Bana al-Abed is a Syrian girl who with the help of her mother documented the siege of Aleppo via Twitter. Now eleven years old and living in Turkey, Bana reflects on her experiences of war and how they effected her and her family.
How old are you now and how old were you when you were in Aleppo? Were you seven?
I am eleven years old now. Yes, I was seven years old.
How long was it that you were living in Aleppo before your family had to leave? Could you describe what happened when your family had to leave and why they had to leave?
I was living there for seven years. We were under siege and we had little food for four months. We had to leave because our house was bombed. And there was no place to go. And that was our only chance. And it was very, very difficult to leave my home, my friends, my toys. Everything that I had in Syria, I still really miss everything that I had. It was very necessary to go out of Syria because we could not handle it anymore. My school was destroyed. Some of my friends died. And our house was destroyed, we could not go anywhere. And everything that I had was gone. So we had to evacuate.
When we got on the bus, we were very scared that something would happen to us, or the bomb will hit the bus and we would die. It was hard for us to forget everything. But thankfully, we were alive. And we were happy. And when we got out of out of the bus, there were people giving us food and clothes. I felt so happy. Everyone was happy. Everything was just amazing.
When you left your home, were you able to bring any of your toys or any of your belongings, or did you have to leave everything behind?
No, when the bomb hit our house. I could not take anything. I just felt somebody holding me and they took me to the basement. And then we had to run. And the floor was all filled with the rocks and glass. And it was very, very scary. I was crying. I did not know what was happening. It happened suddenly, and we went to the other house.
How did you find out that your school was destroyed?
We were starting the day normally, and then my mom heard the airplanes above the school. She told the principal that it is not safe for us to stay in the school because there were airplanes, and something might happen. So they sent us home, after they sent us home, we heard a bomb. And then I was very scared. And my dad told me that the school was bombed. I was very, very scared.
And none of your friends or your teachers where in the school at the time?
After you left Aleppo, and as you described getting on to the bus, where did you go then? And did you feel safe in where you went to?
No. We went to the countryside. And I did not feel safe. Because I was still afraid that something would happen to us. It was new to us and It was I thought it was still surreal.
Do you feel a safe where you are living now?
Actually, we are still afraid. My little brother is still afraid he cannot sleep by himself, even though we have separate bedrooms. He wants me to sleep with him because he is always afraid to sleep at night by himself. And even though he wants to go to another room, he wants us to come with him.
What is your brother scared of?
Because of the bombing, we cannot sleep at night. And it was very scary. We had to stay together every time we were scared. My middle brother is also scared, he is struggling. And he is always angry, and he is stressed all the time. Even I am scared.

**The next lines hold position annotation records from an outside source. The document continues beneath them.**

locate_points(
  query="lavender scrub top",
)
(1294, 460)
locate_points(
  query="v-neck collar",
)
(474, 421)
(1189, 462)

When the school was bombed, I could not go to school that made me very sad. When my mom started teaching in another school, I went with her. And that school also was bombed. After that we had to stay at home to be safer. I did not know what happened to my friends. Nothing. When we came here to Turkey. I was seven years old. I went to school. It was a miracle. I did not believe I was in school. I made new friends. But I am afraid that I will lose them again. Just like how I lost my friends in Syria. I am afraid that I will lose my school as well.
Do you struggle with sleeping?
I sometimes cannot sleep. I think of my family every time when I go to bed to sleep. I sometimes cry because I do not want to lose them. I do not want to make them to be tired or hurt. I want everything to be perfect.
I understand your father was injured during the war, what effect did his injury have on you, your brothers and your mother?
As you know, our house was destroyed. We had to go to another house. And then one day the soldiers approached the house that we were staying in. And it was dangerous. So we had to move to another house. We were struggling to choose which house to go to because there was nothing and nowhere to go. And then when we found somewhere to go. My dad had to go and bring my grandparents. And when he came back, my father was shot and it clothes were covered in blood. I started crying and I wanted to help them to help him and my mom when she was healing him. And I could not do anything because I didn’t know what to do. I just prayed and prayed that he would get better. I was very happy when he got better. And my brothers were all happy and they were sleeping next to him. They were hugging him kissing him. And we were very happy that he was alive.
Are there any other ways that the bombing that you saw and the destruction of your house, your community, and your school, has affected you and your family?
It has made me stronger. It made me want to continue to talk about the children. Now, it has been 10 years, and the children are still suffering, not only from bombing. They are also suffering because they are living in camps. It is cold, there are no blankets. They are not educated. I am happy that my family is with me. But what about the other children that lost their families? They do not know where to go. They do not know what to do. They know that they should take care of their siblings. And this is unfair. Because they deserve more. And because they are living in tents, there is flooding all the time. And it is very hot in summer and very cold in winter, and there is nothing that can protect them. No blankets. Their clothes are all ripped. They do not have much food. They are praying and praying every day.